The answer from here worked for simpler naming schemes. With the naming scheme present in my real dataset, however, I struggle to define a regex that matches all patterns.
My attempts so far all missed one or the other schemes. I can grab the one with the variable name first and the year last (age02) or the one with the type and year first and the name last (x02var) but not both at the same time.
Is there a way to do this with a) a regex? or b) some combinations or parameterizations of the pivot_longer call(s)?
I know there is always the possibility to do it with a left join at the end as I described here
I tried to define the regex with two groups inside each other (since the groups are not strictly serial [meaning: left, right], which led me to):
df %>%
pivot_longer(-id,names_to = c('.value', 'year'),names_pattern = '([a-z]+(\\d+)[a-z]+_[a-z])')
Let's try. It seems this name pattern works:
> df %>%
pivot_longer(-id,
names_to = c('.value', 'year','.value'),
names_pattern = '([a-z]+)(\\d+)([a-z_]*)')
# A tibble: 9 x 5
id year xval_a xval_b age
<dbl> <chr> <dbl> <dbl> <dbl>
1 1 02 0 0 1
2 1 03 1 1 2
3 1 04 0 0 3
4 2 02 1 2 2
5 2 03 0 3 3
6 2 04 1 1 4
7 3 02 0 0 3
8 3 03 0 0 4
9 3 04 1 2 5
It's a bit roundabout, but because of the inconsistent name style, you might first rename your columns to match an easier pattern. There are 3 possible pieces of information in your names, but (at least in your example) each column has only 2 of these.
The relevant pieces are:
Multiple continuous matches to "[a-z_]", which either occurs after "x" or after the 2 digits. Whichever of these is present will get moved to the beginning of the name; whichever is not present will just not return anything and not take up any space.

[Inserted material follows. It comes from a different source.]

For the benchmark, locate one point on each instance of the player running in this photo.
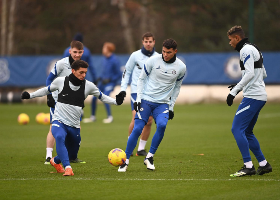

2 digits, which get moved to the end.
The parameterization possible with pivot_longer's ".value" option gives you column names in just one step based on this cleaner pattern. Should be trivial enough to adjust the pattern as needed, e.g. to fit a different number of digits.
library(dplyr)
library(tidyr)
df %>%
rename_all(stringr::str_replace, "x?([a-z_]*)(\\d{2})([a-z_]*)", "\\1\\3\\2") %>%
pivot_longer(-id, names_to = c(".value", "year"), names_pattern = "([a-z_]+)(\\d{2})")
#> # A tibble: 9 x 5
#> id year val_a val_b age
#> <dbl> <chr> <dbl> <dbl> <dbl>
#> 1 1 02 0 0 1
#> 2 1 03 1 1 2
#> 3 1 04 0 0 3
#> 4 2 02 1 2 2